Frequency counters can also return random words. The randomWord function returns a word guarenteed unique since the last call to clear. The method used for selecting the random word is one of the following: R_CTF, R_DF, R_AVETF, or R_UNIF. R_CTF selects words with probability proportional to the terms' collection term frequency. R_DF chooses a word with probability according to the term's document frequency. R_AVETF selects words with probability proportional to the terms' average term frequency (ctf/df). R_UNIF selects words with equal probability. The mode for selection is set using the setRandomMode function.
DBManager
The DBManager provides a simplified API for querying a database and retrieving documents. The goal in providing this class is to supply only the functionality needed for query-based sampling in a simple, contained class.The query function takes a string (char *) and a number of documents to retrieve. The function must return a results_t structure, which has two fields: num, the number of results in the list, and docs, an array of docid_t (char *) containing the results. The caller is responsible for freeing structure and its contents.

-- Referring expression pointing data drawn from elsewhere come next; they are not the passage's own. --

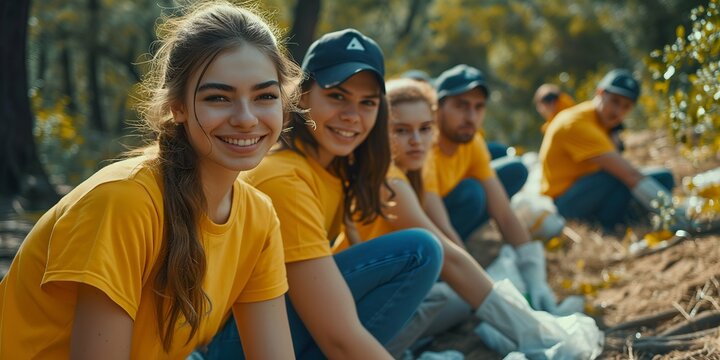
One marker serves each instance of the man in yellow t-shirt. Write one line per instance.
(582, 169)
(463, 188)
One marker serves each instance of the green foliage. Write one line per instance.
(687, 76)
(69, 150)
(518, 44)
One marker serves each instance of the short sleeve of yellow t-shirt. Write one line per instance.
(479, 160)
(107, 241)
(470, 160)
(268, 279)
(429, 175)
(584, 140)
(308, 201)
(301, 215)
(574, 137)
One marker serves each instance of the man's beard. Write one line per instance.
(456, 137)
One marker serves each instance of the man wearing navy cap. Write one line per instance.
(463, 189)
(582, 170)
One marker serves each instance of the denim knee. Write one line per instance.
(429, 249)
(512, 173)
(470, 191)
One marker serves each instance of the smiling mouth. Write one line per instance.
(343, 133)
(242, 142)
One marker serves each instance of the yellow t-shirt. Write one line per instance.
(442, 173)
(307, 198)
(381, 226)
(107, 233)
(573, 137)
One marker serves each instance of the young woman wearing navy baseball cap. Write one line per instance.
(330, 167)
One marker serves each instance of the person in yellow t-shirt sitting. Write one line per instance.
(549, 101)
(582, 169)
(463, 189)
(460, 166)
(147, 257)
(467, 288)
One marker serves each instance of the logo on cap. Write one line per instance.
(355, 44)
(471, 73)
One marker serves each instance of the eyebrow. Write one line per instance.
(342, 89)
(230, 88)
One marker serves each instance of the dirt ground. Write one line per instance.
(680, 282)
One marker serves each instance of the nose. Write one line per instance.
(415, 138)
(350, 114)
(243, 116)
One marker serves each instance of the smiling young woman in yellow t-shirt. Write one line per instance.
(147, 257)
(332, 165)
(412, 119)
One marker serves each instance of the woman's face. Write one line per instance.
(236, 114)
(411, 134)
(343, 115)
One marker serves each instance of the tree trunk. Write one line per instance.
(302, 34)
(94, 95)
(68, 82)
(21, 173)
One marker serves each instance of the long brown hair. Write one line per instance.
(406, 90)
(362, 173)
(188, 44)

The getDoc function takes a docid_t and returns a doc_t structure. The doc_t structure consists of a docid_t called docid, a char * called doc, and a integer len which indicates the number of charaters in the document. The caller should make no assumptions about the format of the data in the doc field. The caller is responsible for freeing the structure and the contents of the structure.

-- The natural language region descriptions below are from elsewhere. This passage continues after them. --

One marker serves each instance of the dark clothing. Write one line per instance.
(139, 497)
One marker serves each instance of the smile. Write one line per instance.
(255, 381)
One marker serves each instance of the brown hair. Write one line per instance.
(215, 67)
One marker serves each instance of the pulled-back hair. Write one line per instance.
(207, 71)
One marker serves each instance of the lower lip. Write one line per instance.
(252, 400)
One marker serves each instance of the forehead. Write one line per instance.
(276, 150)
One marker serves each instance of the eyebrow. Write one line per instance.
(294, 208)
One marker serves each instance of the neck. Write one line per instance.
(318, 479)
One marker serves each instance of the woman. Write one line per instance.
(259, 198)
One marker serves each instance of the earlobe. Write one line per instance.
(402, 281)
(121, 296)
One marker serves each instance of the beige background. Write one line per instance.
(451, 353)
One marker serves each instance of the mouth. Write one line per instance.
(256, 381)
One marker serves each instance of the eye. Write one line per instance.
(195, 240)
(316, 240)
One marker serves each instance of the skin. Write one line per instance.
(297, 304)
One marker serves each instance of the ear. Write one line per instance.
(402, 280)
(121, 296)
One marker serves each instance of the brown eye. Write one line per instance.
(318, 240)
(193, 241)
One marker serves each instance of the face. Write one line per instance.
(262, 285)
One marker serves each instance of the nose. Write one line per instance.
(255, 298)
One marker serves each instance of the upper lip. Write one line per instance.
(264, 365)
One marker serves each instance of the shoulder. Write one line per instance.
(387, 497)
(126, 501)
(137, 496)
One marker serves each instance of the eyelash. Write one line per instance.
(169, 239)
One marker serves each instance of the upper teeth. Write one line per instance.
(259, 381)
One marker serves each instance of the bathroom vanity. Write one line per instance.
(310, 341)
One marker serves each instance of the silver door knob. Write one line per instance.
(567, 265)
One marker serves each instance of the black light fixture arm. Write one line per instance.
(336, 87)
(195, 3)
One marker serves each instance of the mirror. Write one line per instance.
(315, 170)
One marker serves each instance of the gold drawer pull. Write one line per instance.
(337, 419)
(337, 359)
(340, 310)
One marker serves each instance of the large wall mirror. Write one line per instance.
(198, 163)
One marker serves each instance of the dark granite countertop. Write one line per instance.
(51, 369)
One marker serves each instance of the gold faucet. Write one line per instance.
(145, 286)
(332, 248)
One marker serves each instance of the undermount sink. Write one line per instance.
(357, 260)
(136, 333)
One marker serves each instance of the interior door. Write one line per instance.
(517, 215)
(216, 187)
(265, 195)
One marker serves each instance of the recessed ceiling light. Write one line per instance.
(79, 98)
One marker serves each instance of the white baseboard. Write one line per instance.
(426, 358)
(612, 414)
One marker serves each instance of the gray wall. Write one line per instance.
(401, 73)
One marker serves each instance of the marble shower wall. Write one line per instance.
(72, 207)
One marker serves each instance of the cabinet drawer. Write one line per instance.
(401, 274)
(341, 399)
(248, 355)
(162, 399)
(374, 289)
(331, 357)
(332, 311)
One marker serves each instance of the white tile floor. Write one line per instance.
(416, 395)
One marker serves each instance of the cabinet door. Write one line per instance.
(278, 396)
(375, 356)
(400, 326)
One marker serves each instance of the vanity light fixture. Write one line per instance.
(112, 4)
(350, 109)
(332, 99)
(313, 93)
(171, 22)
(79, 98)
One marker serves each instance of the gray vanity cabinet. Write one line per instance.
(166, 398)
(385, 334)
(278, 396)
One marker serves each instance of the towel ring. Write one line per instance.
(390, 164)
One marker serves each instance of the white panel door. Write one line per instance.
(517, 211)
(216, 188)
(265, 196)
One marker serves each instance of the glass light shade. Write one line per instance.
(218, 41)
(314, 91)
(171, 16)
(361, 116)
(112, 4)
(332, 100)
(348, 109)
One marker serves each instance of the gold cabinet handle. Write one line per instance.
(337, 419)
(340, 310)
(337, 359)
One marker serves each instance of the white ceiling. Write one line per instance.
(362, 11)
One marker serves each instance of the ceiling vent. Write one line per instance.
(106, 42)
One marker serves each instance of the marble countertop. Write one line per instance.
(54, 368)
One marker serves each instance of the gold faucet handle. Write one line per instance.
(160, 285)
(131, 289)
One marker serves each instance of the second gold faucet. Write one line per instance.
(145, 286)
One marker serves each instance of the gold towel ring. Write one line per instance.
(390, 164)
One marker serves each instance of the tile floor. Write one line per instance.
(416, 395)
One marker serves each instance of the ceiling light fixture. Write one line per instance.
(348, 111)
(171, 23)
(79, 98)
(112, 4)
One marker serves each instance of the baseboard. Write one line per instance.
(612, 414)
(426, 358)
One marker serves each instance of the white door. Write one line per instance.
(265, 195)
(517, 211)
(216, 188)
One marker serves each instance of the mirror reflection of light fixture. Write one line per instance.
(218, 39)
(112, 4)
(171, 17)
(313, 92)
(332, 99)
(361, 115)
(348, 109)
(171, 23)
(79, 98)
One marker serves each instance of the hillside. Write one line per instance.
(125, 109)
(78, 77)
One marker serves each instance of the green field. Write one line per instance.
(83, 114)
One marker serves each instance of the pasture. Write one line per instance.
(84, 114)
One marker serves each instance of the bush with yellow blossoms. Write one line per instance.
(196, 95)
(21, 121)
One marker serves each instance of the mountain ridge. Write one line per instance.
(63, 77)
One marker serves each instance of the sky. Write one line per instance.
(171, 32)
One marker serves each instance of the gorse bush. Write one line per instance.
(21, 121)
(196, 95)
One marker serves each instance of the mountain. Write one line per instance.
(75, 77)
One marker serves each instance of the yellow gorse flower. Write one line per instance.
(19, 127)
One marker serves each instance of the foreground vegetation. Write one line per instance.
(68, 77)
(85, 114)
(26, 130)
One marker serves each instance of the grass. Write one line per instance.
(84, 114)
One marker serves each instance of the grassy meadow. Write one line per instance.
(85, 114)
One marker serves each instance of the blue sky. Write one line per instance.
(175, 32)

The getParser function returns a MemParser that is capable of parsing the contents of the doc field of a doc_t.
The output function writes a document to file, which is specified using setOutputFile.
There are currently two implementations of the DBManager interface: LemurDBManager and MindDbManager. The LemurDbManager provides an example of communicating with a local database using an API, while the MindDbManager uses XML to communicate with a remote database.
MemParser
The MemParser class extends the Parser class. It adds a parse function that takes a doc_t. It is not required that you override the existing functions of Parser. Most important is that it is a TextHandler. See Parsing in the Lemur Toolkit for more details on TextHandlers.4. Adding New Database Systems
Adding a new database system requires that you:
- Wrap the database in a class the inherits from DBManager.

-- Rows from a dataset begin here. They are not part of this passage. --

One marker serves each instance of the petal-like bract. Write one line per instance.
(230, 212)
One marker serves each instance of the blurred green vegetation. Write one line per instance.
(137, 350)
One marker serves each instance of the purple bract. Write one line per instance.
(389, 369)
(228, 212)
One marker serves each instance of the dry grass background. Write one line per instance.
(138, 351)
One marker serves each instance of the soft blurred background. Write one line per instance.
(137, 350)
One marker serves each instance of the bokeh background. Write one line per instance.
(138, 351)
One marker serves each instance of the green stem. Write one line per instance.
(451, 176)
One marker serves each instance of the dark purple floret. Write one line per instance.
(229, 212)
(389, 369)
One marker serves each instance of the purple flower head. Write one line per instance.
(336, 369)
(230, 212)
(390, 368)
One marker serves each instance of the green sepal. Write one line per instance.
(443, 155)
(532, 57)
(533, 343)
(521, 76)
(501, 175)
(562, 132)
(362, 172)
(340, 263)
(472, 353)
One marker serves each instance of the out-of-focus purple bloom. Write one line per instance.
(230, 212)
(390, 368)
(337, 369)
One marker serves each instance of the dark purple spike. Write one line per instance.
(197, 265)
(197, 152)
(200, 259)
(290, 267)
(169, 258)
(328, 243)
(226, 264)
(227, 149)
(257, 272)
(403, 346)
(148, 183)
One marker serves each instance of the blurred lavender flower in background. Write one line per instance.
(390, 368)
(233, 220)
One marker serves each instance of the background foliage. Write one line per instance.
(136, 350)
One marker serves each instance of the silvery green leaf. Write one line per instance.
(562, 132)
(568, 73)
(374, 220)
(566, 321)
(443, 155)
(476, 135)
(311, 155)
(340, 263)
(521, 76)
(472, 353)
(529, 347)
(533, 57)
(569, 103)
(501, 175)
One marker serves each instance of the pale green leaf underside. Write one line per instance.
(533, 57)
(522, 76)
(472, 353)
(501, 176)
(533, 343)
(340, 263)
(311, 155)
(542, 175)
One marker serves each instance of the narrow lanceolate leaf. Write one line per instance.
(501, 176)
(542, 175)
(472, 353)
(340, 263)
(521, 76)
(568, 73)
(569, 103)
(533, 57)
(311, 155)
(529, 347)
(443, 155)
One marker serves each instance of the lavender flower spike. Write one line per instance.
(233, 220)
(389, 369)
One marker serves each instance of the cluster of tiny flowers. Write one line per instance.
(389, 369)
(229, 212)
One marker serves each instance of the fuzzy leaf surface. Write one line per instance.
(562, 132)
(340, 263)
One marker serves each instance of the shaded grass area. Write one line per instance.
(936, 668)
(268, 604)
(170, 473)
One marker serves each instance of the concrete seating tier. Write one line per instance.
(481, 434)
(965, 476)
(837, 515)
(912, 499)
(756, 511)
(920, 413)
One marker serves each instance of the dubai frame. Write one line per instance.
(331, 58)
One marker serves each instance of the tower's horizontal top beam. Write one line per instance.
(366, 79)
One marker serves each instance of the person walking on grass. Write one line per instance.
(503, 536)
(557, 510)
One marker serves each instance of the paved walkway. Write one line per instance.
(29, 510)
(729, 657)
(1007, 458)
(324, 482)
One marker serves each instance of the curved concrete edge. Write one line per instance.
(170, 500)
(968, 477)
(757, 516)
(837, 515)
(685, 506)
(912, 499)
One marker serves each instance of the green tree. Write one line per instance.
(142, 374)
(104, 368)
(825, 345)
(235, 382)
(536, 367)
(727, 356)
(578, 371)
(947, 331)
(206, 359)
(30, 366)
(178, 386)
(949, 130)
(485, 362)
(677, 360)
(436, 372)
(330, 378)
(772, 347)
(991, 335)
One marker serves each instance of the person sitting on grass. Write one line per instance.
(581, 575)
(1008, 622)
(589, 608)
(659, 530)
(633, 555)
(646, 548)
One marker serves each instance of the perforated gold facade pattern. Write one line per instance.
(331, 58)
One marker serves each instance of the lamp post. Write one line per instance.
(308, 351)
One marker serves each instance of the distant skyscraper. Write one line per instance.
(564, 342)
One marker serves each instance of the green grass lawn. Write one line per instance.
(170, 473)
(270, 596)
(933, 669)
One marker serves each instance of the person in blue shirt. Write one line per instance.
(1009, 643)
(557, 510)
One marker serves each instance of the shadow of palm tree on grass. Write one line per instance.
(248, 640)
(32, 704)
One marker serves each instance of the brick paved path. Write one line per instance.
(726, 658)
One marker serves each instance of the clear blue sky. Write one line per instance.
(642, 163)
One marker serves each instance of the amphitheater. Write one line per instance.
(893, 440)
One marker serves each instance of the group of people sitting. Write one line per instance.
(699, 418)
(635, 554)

- Provide a parser which inherits from MemParser.
- Integrate the database wrapper into the QryBasedSample application:
Add a parameter in the LocalParameter namespace that allows the specification of which DBManager should be used.Use the new dbManager parameter to check which database manager the application should use.- Modify AppMain so that it creates the DBManager specified by the new parameter.
- Modify AppMain so that the QryBasedSampler object is passed the DBManager you created.
- Modify the program so that when the program is terminating, it will free any memory you may have allocated.
- Update the usage function in QryBasedSample to reflect the changes you've made.